The First Roberts Opinion:
As Juan notes below, the first signed opinion by Chief Justice Roberts was handed down today in Martin v. Franklin Capital Corporation. The subject matter is arcane — when to award attorney's fees under 28 U.S.C. 1447 if a state case removed to federal court is remanded back to state court — but I thought I would take a look at the opinion anyway.

  It's a nice piece of work, I think. It takes the reader through the issues pretty carefully, explaining the choices clearly at each step and justifying the Court's decisions using the text and context of the statute and the context of other related statutes. The opinion also announces a clear rule to guide district courts: "We hold that, absent unusual circumstances, attorney's fees should not be awarded when the removing party has an objectively reasonable basis for removal."

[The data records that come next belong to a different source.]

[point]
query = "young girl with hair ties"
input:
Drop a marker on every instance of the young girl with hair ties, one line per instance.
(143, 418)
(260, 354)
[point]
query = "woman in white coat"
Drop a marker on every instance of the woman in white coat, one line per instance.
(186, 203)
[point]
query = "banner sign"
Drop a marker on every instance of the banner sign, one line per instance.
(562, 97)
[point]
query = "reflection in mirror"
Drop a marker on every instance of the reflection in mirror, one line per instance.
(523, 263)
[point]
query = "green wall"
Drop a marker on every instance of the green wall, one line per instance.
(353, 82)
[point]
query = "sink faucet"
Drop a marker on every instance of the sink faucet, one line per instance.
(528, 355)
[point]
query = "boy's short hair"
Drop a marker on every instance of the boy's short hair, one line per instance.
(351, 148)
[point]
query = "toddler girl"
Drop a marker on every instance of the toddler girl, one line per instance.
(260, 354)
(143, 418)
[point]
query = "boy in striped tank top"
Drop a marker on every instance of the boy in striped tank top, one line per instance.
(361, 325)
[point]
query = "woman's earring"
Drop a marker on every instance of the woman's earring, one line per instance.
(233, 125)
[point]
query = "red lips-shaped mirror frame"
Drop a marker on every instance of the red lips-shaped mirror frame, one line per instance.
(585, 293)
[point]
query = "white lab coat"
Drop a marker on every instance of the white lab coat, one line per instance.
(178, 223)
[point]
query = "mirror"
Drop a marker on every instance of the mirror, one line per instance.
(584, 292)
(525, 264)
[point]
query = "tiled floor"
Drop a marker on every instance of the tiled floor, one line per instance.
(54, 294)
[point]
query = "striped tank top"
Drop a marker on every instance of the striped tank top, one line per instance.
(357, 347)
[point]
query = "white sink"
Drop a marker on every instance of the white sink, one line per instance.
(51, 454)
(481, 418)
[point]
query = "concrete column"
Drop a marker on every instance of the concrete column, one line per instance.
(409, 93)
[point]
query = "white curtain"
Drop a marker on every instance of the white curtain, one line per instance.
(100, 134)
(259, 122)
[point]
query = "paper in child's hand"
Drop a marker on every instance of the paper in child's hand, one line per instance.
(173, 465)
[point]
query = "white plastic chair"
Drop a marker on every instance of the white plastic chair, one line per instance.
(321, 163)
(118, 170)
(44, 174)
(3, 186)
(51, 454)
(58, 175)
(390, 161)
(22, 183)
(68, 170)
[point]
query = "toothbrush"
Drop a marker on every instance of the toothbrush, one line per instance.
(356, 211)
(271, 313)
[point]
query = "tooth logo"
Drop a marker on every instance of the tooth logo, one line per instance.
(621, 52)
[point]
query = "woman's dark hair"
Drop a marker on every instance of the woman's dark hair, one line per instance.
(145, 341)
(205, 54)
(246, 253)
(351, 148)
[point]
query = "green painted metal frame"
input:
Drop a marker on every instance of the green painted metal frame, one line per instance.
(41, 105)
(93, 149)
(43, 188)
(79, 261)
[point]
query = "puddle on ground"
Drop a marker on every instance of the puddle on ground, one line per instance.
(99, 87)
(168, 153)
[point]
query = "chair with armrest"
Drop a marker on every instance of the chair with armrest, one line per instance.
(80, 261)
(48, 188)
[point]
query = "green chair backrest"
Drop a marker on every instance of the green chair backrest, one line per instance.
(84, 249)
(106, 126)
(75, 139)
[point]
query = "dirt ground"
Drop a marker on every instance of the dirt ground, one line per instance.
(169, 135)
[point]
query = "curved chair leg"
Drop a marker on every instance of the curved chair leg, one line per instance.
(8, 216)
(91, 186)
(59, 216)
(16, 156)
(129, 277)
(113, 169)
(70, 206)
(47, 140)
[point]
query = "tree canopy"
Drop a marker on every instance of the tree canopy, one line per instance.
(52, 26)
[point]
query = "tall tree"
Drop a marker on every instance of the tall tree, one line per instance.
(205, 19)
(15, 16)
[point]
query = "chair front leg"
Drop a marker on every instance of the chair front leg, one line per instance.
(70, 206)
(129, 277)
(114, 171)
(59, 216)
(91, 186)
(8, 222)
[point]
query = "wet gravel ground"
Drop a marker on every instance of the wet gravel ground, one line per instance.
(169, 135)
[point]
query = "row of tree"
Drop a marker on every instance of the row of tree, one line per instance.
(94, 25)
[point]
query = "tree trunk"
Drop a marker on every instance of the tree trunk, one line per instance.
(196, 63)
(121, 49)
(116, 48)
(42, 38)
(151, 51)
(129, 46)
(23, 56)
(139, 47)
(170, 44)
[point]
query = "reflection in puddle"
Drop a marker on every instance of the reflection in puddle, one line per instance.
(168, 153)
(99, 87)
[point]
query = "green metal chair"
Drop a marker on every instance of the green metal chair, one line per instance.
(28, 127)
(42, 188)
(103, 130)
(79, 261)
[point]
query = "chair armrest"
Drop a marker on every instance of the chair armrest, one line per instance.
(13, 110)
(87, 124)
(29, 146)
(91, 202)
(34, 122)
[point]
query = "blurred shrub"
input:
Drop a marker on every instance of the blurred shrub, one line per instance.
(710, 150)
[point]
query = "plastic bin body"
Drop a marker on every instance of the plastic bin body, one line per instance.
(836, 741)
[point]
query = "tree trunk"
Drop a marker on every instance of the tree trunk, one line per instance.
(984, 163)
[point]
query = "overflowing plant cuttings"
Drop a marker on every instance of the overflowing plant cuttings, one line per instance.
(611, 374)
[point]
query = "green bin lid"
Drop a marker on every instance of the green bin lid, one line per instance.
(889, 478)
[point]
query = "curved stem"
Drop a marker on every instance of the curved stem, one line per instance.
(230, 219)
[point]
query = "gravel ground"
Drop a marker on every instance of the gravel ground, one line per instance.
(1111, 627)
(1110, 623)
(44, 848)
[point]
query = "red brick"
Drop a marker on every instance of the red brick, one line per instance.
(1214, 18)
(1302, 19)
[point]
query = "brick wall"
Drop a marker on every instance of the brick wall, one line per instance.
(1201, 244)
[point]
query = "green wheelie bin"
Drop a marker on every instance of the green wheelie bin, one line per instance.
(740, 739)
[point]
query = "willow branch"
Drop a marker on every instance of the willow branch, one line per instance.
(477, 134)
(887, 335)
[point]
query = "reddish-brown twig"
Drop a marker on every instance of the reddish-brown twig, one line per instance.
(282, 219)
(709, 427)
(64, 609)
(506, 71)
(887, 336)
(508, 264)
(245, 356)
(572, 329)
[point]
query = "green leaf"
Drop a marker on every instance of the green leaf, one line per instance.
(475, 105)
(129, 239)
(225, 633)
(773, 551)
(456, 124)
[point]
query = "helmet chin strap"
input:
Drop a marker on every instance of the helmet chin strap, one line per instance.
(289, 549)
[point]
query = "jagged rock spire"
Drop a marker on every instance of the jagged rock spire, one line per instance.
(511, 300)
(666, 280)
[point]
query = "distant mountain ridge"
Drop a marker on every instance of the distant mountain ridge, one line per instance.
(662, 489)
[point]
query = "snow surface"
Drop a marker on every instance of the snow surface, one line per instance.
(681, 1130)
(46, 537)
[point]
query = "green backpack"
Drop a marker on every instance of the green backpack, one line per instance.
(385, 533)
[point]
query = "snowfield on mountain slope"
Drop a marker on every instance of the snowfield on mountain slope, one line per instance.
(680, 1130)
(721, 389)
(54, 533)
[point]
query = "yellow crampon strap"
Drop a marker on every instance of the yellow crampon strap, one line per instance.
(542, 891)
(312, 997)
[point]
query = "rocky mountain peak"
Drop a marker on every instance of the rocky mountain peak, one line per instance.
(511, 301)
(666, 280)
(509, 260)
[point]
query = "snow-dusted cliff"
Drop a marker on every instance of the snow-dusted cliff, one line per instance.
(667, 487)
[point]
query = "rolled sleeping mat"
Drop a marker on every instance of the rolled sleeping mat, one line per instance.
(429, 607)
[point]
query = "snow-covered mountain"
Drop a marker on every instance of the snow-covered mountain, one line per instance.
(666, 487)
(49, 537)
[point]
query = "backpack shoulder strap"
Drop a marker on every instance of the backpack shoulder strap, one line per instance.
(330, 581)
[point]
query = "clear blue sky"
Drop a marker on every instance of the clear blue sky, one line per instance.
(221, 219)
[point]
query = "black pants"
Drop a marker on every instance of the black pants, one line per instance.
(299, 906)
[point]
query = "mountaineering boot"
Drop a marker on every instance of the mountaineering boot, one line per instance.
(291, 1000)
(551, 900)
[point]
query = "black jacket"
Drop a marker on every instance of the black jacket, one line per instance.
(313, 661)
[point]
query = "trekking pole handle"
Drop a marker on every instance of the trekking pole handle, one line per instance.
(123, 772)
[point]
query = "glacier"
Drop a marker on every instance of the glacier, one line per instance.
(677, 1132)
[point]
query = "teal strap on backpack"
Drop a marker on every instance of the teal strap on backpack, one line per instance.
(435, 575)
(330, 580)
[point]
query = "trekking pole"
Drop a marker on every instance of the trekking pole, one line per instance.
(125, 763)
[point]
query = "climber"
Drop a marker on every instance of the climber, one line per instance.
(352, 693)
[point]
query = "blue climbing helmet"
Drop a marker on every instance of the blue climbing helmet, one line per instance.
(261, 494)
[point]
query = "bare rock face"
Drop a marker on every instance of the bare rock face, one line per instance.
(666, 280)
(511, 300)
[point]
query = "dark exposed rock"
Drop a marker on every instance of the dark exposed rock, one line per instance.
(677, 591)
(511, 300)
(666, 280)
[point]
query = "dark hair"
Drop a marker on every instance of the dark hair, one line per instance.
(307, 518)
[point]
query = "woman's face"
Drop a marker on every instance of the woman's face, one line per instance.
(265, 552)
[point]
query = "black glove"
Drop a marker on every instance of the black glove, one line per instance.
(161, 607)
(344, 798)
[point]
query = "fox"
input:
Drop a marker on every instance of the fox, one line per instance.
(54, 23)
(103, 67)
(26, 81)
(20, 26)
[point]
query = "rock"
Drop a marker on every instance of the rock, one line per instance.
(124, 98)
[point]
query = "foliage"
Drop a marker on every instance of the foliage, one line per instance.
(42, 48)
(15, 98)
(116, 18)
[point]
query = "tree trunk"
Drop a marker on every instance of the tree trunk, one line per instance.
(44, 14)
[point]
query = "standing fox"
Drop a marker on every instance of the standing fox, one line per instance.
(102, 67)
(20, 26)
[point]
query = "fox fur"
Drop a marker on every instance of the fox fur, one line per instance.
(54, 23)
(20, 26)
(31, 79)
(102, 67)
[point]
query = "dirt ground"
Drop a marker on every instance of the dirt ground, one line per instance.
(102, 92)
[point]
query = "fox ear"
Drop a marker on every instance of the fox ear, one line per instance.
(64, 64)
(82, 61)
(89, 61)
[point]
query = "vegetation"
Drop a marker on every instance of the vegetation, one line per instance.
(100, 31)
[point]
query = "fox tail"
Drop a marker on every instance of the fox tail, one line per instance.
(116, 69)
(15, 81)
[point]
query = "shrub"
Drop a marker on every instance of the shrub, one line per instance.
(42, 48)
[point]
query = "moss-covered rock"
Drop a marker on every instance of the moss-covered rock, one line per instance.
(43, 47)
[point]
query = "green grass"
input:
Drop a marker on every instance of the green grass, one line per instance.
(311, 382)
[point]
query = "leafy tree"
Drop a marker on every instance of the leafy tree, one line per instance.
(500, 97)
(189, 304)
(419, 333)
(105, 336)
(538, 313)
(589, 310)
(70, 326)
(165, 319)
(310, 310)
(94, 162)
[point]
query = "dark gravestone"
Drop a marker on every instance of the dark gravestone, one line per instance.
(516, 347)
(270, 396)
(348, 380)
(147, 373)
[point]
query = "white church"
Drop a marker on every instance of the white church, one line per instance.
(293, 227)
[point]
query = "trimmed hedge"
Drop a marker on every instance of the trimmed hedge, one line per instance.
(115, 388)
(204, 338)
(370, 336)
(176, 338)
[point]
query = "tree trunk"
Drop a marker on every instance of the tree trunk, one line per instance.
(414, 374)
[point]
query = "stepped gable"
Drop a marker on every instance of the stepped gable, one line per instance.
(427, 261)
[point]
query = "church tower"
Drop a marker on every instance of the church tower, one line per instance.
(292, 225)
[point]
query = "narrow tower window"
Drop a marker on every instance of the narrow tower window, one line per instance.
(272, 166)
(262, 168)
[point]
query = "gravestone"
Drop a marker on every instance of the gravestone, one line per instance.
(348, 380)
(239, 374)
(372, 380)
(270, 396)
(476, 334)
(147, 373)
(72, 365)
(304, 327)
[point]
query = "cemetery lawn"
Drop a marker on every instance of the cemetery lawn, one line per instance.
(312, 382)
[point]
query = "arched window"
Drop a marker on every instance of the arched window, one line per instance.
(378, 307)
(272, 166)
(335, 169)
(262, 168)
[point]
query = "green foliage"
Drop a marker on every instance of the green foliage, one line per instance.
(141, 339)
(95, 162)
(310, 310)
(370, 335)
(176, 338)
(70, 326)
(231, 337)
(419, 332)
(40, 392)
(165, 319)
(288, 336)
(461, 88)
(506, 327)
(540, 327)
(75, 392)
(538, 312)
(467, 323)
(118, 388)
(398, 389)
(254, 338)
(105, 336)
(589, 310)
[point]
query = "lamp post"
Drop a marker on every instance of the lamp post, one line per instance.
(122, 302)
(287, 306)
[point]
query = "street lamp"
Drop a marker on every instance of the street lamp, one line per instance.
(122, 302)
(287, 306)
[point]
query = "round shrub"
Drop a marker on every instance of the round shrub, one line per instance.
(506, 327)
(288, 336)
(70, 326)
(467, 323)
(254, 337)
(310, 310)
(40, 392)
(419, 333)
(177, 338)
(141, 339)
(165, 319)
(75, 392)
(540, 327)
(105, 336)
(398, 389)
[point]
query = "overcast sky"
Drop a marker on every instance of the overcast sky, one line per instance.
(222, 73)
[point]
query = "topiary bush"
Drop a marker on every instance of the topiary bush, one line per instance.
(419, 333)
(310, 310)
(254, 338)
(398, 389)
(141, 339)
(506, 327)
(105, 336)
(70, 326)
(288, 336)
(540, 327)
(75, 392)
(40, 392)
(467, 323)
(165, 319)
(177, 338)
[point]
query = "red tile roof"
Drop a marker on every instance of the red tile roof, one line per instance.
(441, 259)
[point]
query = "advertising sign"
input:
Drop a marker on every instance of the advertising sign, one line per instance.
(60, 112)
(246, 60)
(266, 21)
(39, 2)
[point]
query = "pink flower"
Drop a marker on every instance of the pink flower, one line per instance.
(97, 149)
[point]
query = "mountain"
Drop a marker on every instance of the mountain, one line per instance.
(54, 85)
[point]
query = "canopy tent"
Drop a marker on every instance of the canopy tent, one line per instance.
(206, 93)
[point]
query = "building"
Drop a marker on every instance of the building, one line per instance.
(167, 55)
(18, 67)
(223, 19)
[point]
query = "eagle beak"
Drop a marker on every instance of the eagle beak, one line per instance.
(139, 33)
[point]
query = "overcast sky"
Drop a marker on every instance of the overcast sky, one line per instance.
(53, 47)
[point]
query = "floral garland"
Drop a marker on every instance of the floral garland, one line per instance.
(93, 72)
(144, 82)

  Of particular interest, the opinion pays tribute to the two judges for whom Roberts clerked. The late Chief Justice Rehnquist gets a mention as the author of a relevant opinion: "As Chief Justice Rehnquist explained for the Court in Fogerty v. Fantasy, Inc., 510 U. S. 517, 533 (1994), . . . " (p.4). Judge Friendly is cited for a jurisprudential point: "Discretion is not whim, and limiting discretion according to legal standards helps promote the basic principle of justice that like cases should be decided alike. See Friendly, Indiscretion About Discretion, 31 Emory L. J. 747, 758 (1982)."

  Finally, Roberts tries to keep the tone relatively light, such as in this line:
We have it on good authority that "a motion to [a court's] discretion is a motion, not to its inclination, but to its judgment; and its judgment is to be guided by sound legal principles." United States v. Burr, 25 F. Cas. 30, 35 (No. 14,692d) (CC Va. 1807) (Marshall, C. J.).
  Okay, so it's not exactly a knee-slapper, but I thought the "good authority" line added a nice touch given the dry nature of the topic (even if the sentence itself didn't add much). All in all, a solid first opinion.